Just found 2 diff. colored pubes in my underwear..new record.
A few things for you to consider: 1. Drunk enough that I'm looking up the dictionary definition of Wish. 2. Dictionary.com has new features. 3. Windows is offering me 500 business cards for 5 bucks. 4. I've always wanted a card that says I'm a ninja
Can you explain my first weekend back, because there a lot of blacked out gaps and 32 friend requests i would like to know about
do you realize that she was the awkward lesbian in high school and now bangs more girls than probably both of us combined?!
normally i would apologize for my drunk texting but even sober me agrees.
this is your 3rd pregnancy scare in 2 years, I think its time for you to re-evaluate the whole 'im a lesbian' thing
Not enough. Tell the person next to you to give you their drink. I give you permission. And then chug it. Be a hero tonight.
They were picking gravel out of my face for an hour. I think I took more out of the road than the road did of me.
Barfights against pavement aren't genrally won by people. Props.
Just proved I could salsa dance in a bar where no one was dancing
Sidenote...no idea how to salsa
Woke up covered in green glitter and beer. I am never leaving Ireland.
The dorm having an ice machine is their way of inviting us to make mixed drinks.

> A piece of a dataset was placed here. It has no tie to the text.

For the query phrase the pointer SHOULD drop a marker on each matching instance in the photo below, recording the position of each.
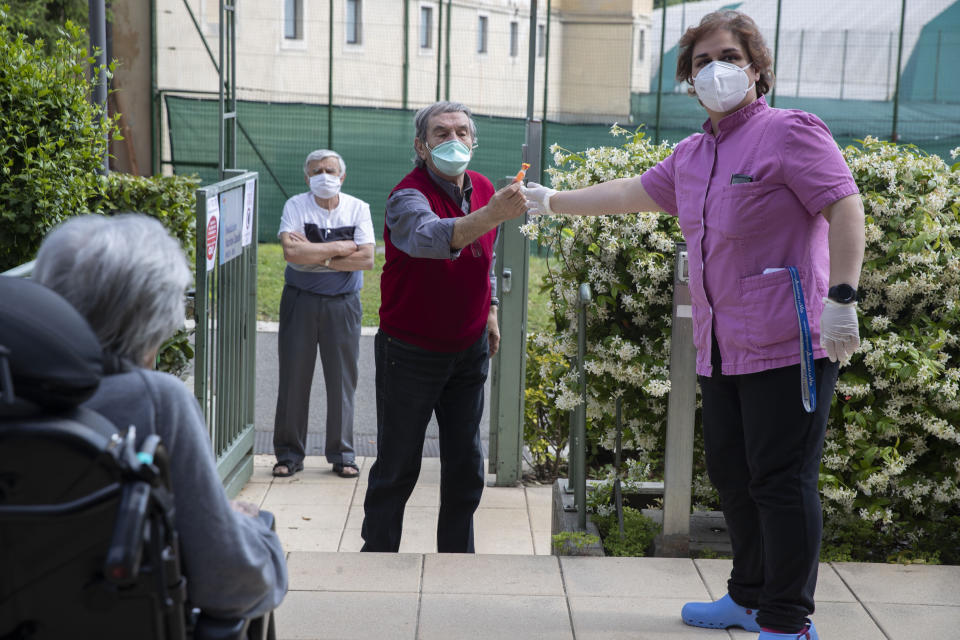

I have to confess something, I may or may not have knocked on your window at 2:30 am while balancing on some guys hands. We found tequila.
Last night I made the hotel shuttle driver take me to Walgreens for birth control, and Pringles.
They were both high priority
She leaned in close to me, made eye contact, and seriously whispered "I will eat your soul with bacon bits." I want whatever drug she was on.
I have vodka, fruit gushers, and health insurance. Let's party.